Sobe para seis registro de casos suspeitos de coronavírus no RN

CASOS SÓ SÃO OFICIALMENTE RECONHECIDOS COMO SUSPEITOS APÓS CONFIRMAÇÃO DO MINISTÉRIO DA SAÚDE, O QUE AINDA NÃO OCORREU COM TODOS. FOTO: ILUSTRAÇÃO

Subiu para seis o número de casos suspeitos do novo coronavírus no Rio Grande do Norte, segundo a Secretaria de Estado da Saúde Pública (Sesap). Na manhã desta sexta-feira (28), a pasta convocou coletiva para informar que os casos suspeitos eram três. No entanto, em boletim divulgado no início da tarde, a quantidade de registros foi modificada, subindo para seis casos.

As informações foram confirmadas pela assessoria de imprensa da Sesap. De toda maneira, os casos só são oficialmente reconhecidos como suspeitos após confirmação do Ministério da Saúde, o que ainda não ocorreu com todos. Os números divulgados pelas secretarias estaduais e o MS não são necessariamente iguais, já que os órgãos têm horários e procedimentos distintos para apresentação de seus boletins diários.

Durante a manhã, a Sesap havia informado que eram cinco os casos suspeitos, e que dois haviam sido descartados, deixando a quantidade de registros em três. Contudo, segundo a assessoria, no início da tarde mais três pacientes que estavam em análise foram considerados suspeitos de portarem o vírus da Covid-19. Desta maneira, somam-se seis casos.

Ainda segundo a Secretaria de Saúde, um paciente é considerado suspeito quando apresenta os sintomas da doença e teve contato com alguém que esteve em algum dos 16 países listados pela OMS como lugares que têm registros de caso suspeito.

No estado potiguar não houve nenhuma confirmação de contágio pelo novo coronavírus.
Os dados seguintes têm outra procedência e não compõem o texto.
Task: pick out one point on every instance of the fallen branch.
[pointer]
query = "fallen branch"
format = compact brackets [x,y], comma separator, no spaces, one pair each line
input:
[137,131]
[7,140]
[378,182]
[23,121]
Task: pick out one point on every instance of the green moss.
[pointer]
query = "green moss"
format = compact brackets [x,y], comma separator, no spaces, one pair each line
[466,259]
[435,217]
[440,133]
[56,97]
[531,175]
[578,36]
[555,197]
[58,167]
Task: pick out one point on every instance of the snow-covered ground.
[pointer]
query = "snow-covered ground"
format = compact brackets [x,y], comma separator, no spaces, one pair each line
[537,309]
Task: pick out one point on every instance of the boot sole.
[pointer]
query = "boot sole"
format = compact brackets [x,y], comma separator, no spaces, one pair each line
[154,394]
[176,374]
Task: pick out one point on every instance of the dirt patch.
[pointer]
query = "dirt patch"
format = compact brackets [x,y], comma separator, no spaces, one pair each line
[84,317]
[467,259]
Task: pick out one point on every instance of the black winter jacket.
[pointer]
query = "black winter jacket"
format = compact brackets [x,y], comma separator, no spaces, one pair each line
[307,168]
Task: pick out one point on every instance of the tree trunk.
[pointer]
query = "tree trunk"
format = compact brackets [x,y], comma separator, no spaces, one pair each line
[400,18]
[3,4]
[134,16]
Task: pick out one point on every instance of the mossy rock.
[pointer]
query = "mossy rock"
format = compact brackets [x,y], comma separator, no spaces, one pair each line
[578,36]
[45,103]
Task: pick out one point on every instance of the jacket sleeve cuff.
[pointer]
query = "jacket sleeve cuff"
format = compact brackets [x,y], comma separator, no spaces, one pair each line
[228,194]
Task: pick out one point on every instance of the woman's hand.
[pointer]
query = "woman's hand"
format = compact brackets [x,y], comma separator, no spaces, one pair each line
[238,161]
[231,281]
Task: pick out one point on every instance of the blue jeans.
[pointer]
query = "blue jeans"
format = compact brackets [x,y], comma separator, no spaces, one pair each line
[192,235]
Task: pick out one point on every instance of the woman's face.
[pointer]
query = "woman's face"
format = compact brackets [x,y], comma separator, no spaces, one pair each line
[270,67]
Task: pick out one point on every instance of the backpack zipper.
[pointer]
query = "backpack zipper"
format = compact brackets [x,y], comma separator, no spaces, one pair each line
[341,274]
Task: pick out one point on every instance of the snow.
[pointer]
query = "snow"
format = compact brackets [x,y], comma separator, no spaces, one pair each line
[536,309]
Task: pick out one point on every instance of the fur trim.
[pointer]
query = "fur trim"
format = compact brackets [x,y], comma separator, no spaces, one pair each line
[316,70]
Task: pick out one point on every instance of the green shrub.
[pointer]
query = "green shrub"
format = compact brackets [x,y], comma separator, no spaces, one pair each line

Os seis suspeitos aguardam ainda resultados de exames para ter o quadro de saúde definido pela Sesap. O prazo de entrega desses resultados é de até sete dias. Por enquanto, os pacientes seguem em isolamento domiciliar.

O Ministério da Saúde afirmou na quarta (26) que está comprovado o caso positivo de coronavírus, em São Paulo. É o primeiro caso da doença no país e em toda a América Latina.